The next day was a Friday and Sam stayed at the shop until six thirty, at which point he climbed on his bike, leaving Jose to close up, and started in the direction of his apartment, passing the plaza and the halogenic FIREBIRD sign mounted on the small building beside it. Firebird was a bar — that was all Sam knew, as he’d never been in, but he always noticed the display outside, which glowed a deep yellow in the evening, the letters strung together in a sort of cursive. Today, as he passed, he felt a strange urge to stop at the bar; so, abruptly, he slowed, the bike’s engine popping emphatically, and turned into the parking lot, dismounting beside a silver SUV.

Inside, Firebird was undulating with chatter and low music, and sunlight filtered in through an oblong window that stretched fully across the near side of the interior, though the glass was tinted dark and the light that pierced it was a shade dimmer than outside, and beneath the window there was a line of booths sprinkled with people drinking and eating. On the opposite wall there were more booths and, halfway across, a painting of a stylistically distorted yellow bird and a couple of steps descending into another room with a handful of tables and arcade games. It was smaller inside than Sam had imagined. Dangling his helmet at his side, he walked down the line of booths and approached the bar, and suddenly he recognized Zach, who stood behind the bar, leaning forward with his elbows propped casually on the counter. A girl sat on a barstool facing him with the back of her thick blond head facing Sam, and he was talking to her. When Sam was close, Zach glanced up and appeared to recognize him as well.

“What’s up, man,” he exclaimed, letting his conversation with the girl trail off. “You work at the shop, right?”
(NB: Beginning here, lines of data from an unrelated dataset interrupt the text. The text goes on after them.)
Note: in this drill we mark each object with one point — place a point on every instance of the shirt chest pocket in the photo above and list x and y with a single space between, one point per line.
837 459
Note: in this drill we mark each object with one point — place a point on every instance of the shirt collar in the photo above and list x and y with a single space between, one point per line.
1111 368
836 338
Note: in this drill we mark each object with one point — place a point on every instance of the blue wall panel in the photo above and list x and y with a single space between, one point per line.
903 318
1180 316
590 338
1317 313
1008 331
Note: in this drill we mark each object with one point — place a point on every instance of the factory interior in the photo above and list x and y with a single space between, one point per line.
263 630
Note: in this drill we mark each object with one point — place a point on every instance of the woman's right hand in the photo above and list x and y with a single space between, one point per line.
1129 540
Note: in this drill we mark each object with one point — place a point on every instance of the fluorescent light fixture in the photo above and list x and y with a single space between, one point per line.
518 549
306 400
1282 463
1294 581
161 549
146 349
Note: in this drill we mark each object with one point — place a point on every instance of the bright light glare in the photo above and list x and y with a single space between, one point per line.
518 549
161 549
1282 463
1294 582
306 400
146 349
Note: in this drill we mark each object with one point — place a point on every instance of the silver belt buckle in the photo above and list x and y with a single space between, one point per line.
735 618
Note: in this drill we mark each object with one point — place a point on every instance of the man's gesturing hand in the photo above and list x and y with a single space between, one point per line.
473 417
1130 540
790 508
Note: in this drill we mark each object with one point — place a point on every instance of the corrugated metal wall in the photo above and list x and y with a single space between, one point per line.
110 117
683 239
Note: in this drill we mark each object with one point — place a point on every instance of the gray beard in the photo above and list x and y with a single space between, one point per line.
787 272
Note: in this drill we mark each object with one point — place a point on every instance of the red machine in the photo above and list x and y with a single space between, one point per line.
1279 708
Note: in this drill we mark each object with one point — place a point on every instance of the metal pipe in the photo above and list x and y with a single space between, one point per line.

“That’s right. My name’s Sam.”

“Well, shit. Amy, this is the fucker who says he’s gonna fix my bike,” Zach said. The girl turned to look at him. She had blue, sunken eyes and thick lips and a broad forehead that tapered down into a spoon of a chin.

“Not much hope for that piece of shit,” Sam said to Zach, though he grinned peaceably, and Zach clearly caught the facetious glint in his tone — it was still a Panigale, after all.

“That’s my baby you’re talking about, man,” Zach retorted with a smirk. “What do you think, Amy? You trust him?”

Amy snorted at Zach and pushed his arm affectionately. “You look like you know a lot about motorcycles, Sam,” she said to Sam, her voice affable.

“Well, I like to think so.”

“He better,” Zach said. “Take a seat up here, my man. You waiting for someone?”

“Nope.” Sam climbed onto a barstool next to Amy, sitting his helmet on his lap.

“What do you want?”

“A Modelo would be alright.”

“Sure thing.”

“So, you’re a mechanic?” Amy said to Sam. With a straw she gently stirred the drink in front of her, something peach-colored.

“He’s the best mechanic in fucking Henderson,” Zach said as he split a lime slice on the lip of a Modelo and slid the bottle to Sam. “What did you say the problem was? Power commander?”

“That’s probably what it is,” Sam said. “Thanks, man.”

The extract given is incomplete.